Second, Amnon Lehavi (Radzyner) has submitted Judicial Review of Judicial Lawmaking (Minnesota Law Review). Here's the abstract:
“It would be absurd to allow a State to do by judicial decree what the Takings Clause forbids it to do by legislative fiat… the particular state actor is irrelevant.” Justice Scalia’s statement in the Stop the Beach Renourishment case, made as a basis for recognizing a “judicial taking” doctrine in constitutional property law, may have overreaching jurisprudential consequences. These implications involve not only the allocation of powers among the different branches of government and the modern role of courts as rule-makers, especially in common law doctrines. This recent opinion also bears significantly on what one may term the “judicial review of judicial lawmaking.”

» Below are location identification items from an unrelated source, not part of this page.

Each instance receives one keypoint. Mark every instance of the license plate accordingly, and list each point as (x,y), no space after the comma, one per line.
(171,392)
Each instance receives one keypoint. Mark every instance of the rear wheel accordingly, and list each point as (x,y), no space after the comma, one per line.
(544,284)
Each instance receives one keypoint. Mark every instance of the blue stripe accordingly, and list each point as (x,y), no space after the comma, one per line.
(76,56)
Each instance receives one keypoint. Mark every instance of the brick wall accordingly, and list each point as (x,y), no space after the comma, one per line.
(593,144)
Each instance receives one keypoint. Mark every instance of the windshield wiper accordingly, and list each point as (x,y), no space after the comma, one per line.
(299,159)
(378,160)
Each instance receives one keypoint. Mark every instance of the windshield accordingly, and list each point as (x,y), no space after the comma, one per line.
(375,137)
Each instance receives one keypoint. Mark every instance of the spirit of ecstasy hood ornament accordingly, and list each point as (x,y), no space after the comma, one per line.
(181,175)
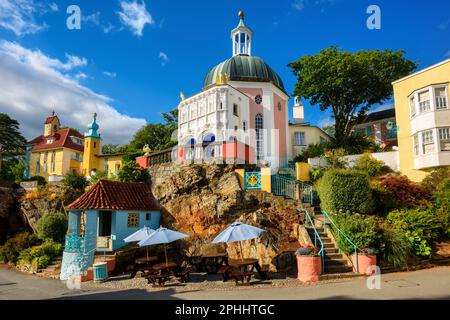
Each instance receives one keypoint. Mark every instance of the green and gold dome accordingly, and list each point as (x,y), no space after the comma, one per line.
(243,67)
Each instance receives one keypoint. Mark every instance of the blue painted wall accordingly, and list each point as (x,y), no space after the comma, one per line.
(120,224)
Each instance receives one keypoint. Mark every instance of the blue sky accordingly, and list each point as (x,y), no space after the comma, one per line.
(134,67)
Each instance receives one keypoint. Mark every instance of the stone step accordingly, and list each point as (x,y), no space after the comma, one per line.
(337,269)
(337,275)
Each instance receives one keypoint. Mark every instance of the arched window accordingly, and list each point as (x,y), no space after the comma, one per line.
(259,126)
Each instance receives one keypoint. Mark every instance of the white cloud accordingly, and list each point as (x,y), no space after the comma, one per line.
(20,16)
(382,107)
(34,84)
(135,16)
(110,74)
(298,5)
(53,7)
(164,58)
(93,18)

While this term may initially seem odd, it represents a crucial dilemma about the role that the U.S. Supreme Court should play in reviewing certain types of state court actions.
Assume that a state court of last resort alters the state adverse possession doctrine, by eliminating the requirement that the possession has to be “continuous for the statutory period,” an element that had been set up in its previous case law - in a manner that systematically impacts the rights of landowners. When the U.S. Supreme Court reviews a subsequent judicial taking case, should it simply step in for the state court in finding “what the law is” and, in appropriate cases, say that the state court was wrong, as is the case with conventional appeals within the judicial branch? Or should the Court engage in the “classic” type of judicial review that often defers to the policymaker, as if it were examining a legislative or administrative provision? If we recognize the state judiciary as lawmaker, should it indeed receive no special treatment by the Court?

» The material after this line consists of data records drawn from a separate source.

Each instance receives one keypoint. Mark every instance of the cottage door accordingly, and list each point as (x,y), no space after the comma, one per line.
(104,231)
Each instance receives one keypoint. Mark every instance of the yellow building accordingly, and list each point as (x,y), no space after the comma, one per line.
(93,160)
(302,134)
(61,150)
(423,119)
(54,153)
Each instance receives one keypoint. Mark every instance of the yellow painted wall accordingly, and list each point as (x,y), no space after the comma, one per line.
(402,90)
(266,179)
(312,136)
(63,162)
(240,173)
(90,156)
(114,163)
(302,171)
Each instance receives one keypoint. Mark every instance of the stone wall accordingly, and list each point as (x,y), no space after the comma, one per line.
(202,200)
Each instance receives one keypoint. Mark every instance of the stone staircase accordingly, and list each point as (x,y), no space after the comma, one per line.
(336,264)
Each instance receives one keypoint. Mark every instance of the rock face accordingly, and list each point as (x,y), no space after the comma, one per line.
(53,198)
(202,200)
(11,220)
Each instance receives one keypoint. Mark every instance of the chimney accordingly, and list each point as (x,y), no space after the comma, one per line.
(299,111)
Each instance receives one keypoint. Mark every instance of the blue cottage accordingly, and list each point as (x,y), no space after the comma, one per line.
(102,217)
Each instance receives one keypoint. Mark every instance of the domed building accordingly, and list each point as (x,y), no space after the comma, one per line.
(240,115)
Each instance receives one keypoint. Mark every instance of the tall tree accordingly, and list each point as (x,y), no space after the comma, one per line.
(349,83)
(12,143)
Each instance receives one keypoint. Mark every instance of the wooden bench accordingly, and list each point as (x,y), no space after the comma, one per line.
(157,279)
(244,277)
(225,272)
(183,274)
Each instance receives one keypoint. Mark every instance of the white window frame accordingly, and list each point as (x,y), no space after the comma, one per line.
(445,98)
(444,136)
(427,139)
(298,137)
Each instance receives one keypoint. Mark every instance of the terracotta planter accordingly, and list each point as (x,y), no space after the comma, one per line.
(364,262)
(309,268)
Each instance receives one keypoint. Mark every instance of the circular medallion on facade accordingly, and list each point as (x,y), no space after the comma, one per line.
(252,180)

The purpose of this Article is not to engage in tautological exercises or to merely demonstrate incoherence in the Stop the Beach case. Rather, it seeks to identify some major, yet probably unintended, implications that result from the conceptualization of the judiciary as both lawmaker and “state actor” in a constitutional regime. In so doing, the Article offers an innovative theoretical approach, providing guidance to key dilemmas that have been left largely unresolved since the landmark Shelley v. Kraemer decision.